だからだろうか。水科と一緒にいるのはとても居心地がよかった。
会社で人気だという事実に納得させられるほど、水科は気遣いの男だった。食事の間はいろいろな話を振ってくれ、また依里佳が何を言っても笑顔で受け止め、絶対に否定をしない。翔の話をしても同じ反応で、むしろ今後のために彼女の家族のことを知りたいとまで言ってくれた。

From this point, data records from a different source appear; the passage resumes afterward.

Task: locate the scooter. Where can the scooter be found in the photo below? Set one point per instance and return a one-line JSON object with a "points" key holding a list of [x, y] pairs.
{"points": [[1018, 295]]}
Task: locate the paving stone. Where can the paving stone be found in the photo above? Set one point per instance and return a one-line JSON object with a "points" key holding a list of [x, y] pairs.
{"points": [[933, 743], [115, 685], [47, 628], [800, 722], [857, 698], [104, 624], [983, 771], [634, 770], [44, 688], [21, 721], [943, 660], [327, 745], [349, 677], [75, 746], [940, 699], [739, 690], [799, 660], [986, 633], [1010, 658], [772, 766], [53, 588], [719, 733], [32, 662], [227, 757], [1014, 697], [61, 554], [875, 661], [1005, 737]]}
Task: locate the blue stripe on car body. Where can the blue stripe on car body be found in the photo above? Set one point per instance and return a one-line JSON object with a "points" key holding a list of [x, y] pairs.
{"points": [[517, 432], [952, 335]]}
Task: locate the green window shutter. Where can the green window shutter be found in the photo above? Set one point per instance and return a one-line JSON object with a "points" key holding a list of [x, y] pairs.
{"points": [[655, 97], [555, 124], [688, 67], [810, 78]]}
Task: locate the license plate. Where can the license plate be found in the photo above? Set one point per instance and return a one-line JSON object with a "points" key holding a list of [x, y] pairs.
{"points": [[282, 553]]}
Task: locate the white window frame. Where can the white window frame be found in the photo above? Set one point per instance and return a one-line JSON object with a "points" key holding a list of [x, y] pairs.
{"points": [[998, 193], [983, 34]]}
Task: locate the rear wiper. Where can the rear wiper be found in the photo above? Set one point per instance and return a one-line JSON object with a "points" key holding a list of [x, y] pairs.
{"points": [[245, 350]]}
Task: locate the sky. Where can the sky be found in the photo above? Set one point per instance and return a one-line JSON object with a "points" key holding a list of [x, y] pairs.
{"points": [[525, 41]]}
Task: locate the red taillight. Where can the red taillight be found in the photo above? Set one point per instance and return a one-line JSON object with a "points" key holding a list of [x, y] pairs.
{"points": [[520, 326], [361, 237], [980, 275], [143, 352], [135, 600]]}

依里佳は図鑑のお礼に昼食はごちそうさせてほしいと頼んだが、それすら水科が支払ってしまった。
「せっかくこうして蓮見さんとデート出来たんですから、今日くらいは俺にいいカッコさせてほしいです」
申し訳なく思っているうちに、水科は穏やかな声音でそう告げ、依里佳を店外へとエスコートする。あまりにもスムーズでさりげなかったので、危うくお礼を言うのを忘れてしまうところだった。
その後二人はしばらく駅付近で話をしながら過ごした。あっという間に時は過ぎ、暗くならない内にと北名吉駅まで戻る。
「水科くん、今日は本当にありがとう。翔、きっと喜ぶよ」
「こちらこそありがとうございました。とても楽しかったです。甥っ子くんに気に入ってもらえることを祈ってます」
改札を出たところで立ち止まると、二人は互いにそう言い合って別れた。
「私も……楽しかったな……」
依里佳は足取り軽く自宅へと向かいながら、一人呟く。男性と一緒にいて楽しいと思ったのは久しぶりだった――いや、ここまで心地いいと思えたのは初めてかもしれない。
唯一の心残りは、今日かかった代金をすべて水科に支払ってもらってしまったことだ。
(今度、ちゃんとお礼しなくちゃ……!)
依里佳はそう決意しつつ、家の玄関を開けた。